Today I spent quite some time on providing a solution for a Stack Overflow answer. It looked quite easy to me, but my solution is complex.
The question can be found here and this is my answer.
If I understood the question correctly it came down to obtaining all values for keyWeWants from a data structure like this:
{ "agg": { "agg1": [ { "keyWeWant": "*-20.0", "asdf": 0, "asdf": 20, "asdf": 14, "some_nested_agg": [ { "keyWeWant2": 20, "to": 25, "doc_count": 4, "some_nested_agg2": { "count": 7, "min": 2, "max": 5, "keyWeWant3": 2.857142857142857, "sum": 20 } }, { "keyWeWant2": 25, "to": 30, "doc_count": 10, "some_nested_agg2": { "count": 16, "min": 2, "max": 10, "keyWeWant3": 6.375, "sum": 102 } }] }]} } The parsed structure should look like this:
[ { "keyWeWant" : "*-20", "keyWeWant2" : 20, "keyWeWant3" : 2.857142857142857 }, { "keyWeWant" : "*-20", "keyWeWant2" : 25, "keyWeWant3" : 6.375 }, { ... }, { ... } ] In the question it is requested that the function looks something like this:
function_name(data_map, { "keyWeWant" : ['agg', 'agg1'], "keyWeWant2" : ['agg', 'agg1', 'some_nested_agg'], "keyWeWant" : ['agg', 'agg1', 'some_nested_agg', 'some_nested_agg2'] }) I took the challenge to solve it exactly with the data structure provided in the question. This was probably not the best approach and I don't think my solution is optimal.
Here's my solution (selectively copied from the answer):
I placed this test data in a file called data.json. Then Cheshire JSON library parses the data to a Clojure data structure:
(use '[cheshire.core :as cheshire]) (def my-data (-> "data.json" slurp cheshire/parse-string)) Next the paths to get are defined as follows:
(def my-data-map {"keyWeWant" ["agg", "agg1"], "keyWeWant2" ["agg", "agg1", "some_nested_agg"], "keyWeWant3" ["agg", "agg1", "some_nested_agg", "some_nested_agg2"]}) It is the data_map of the question without ":", single quotes changed to double quotes and the last "keyWeWant" changed to "keyWeWant3".
find-nested below has the semantics of Clojure's get-in, only then it works on maps with vectors, and returns all values instead of one. When find-nested is given a search vector it finds all values in a nested map where some values can consist of a vector with a list of maps. Every map in the vector is checked.
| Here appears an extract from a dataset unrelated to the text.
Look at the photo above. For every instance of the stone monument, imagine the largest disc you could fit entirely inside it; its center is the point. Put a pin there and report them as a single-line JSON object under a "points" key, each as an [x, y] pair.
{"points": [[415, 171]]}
(defn find-nested "Finds all values in a coll consisting of maps and vectors. All values are returned in a tree structure: i.e, in your problem it returns (20 25) if you call it with (find-nested ['agg', 'agg1', 'some_nested_agg', 'keyWeWant2'] my-data). Returns nil if not found." [ks c] (let [k (first ks)] (cond (nil? k) c (map? c) (find-nested (rest ks) (get c k)) (vector? c) (if-let [e (-> c first (get k))] (if (string? e) e ; do not map over chars in str (map (partial find-nested (rest ks)) e)) (find-nested ks (into [] (rest c)))) ; create vec again :else nil))) find-nested finds the values for a search path:
(find-nested ["agg", "agg1", "some_nested_agg", "keyWeWant2"] my-data) ; => (20 25) If all the paths towards the "keyWeWant's are mapped over my-data these are the slices of a tree:
(*-20.0
(20 25)
(2.857142857142857 6.375))
The requested structure for (all end results with paths getting there) can be obtained from this tree in function-name like this:
(defn function-name "Transforms data d by finding (nested keys) via data-map m in d and flattening the structure." [d m] (let [tree (map #(find-nested (conj (second %) (first %)) d) m) leaves (last tree) leaf-indices (range (count leaves)) results (for [index leaf-indices] (map (fn [slice] (if (string? slice) slice (loop [node (nth slice index)] (if node node (recur (nth slice (dec index))))))) tree)) results-with-paths (mapv #(zipmap (keys m) %) results) json (cheshire/encode results-with-paths)] json)) results uses a loop to step back if a leaf-index is larger than that particular slice. I think it will work out for deeper nested structures as well -if a next slice is always double the size of a previous slice or the same size it should work out -, but I have not tested it.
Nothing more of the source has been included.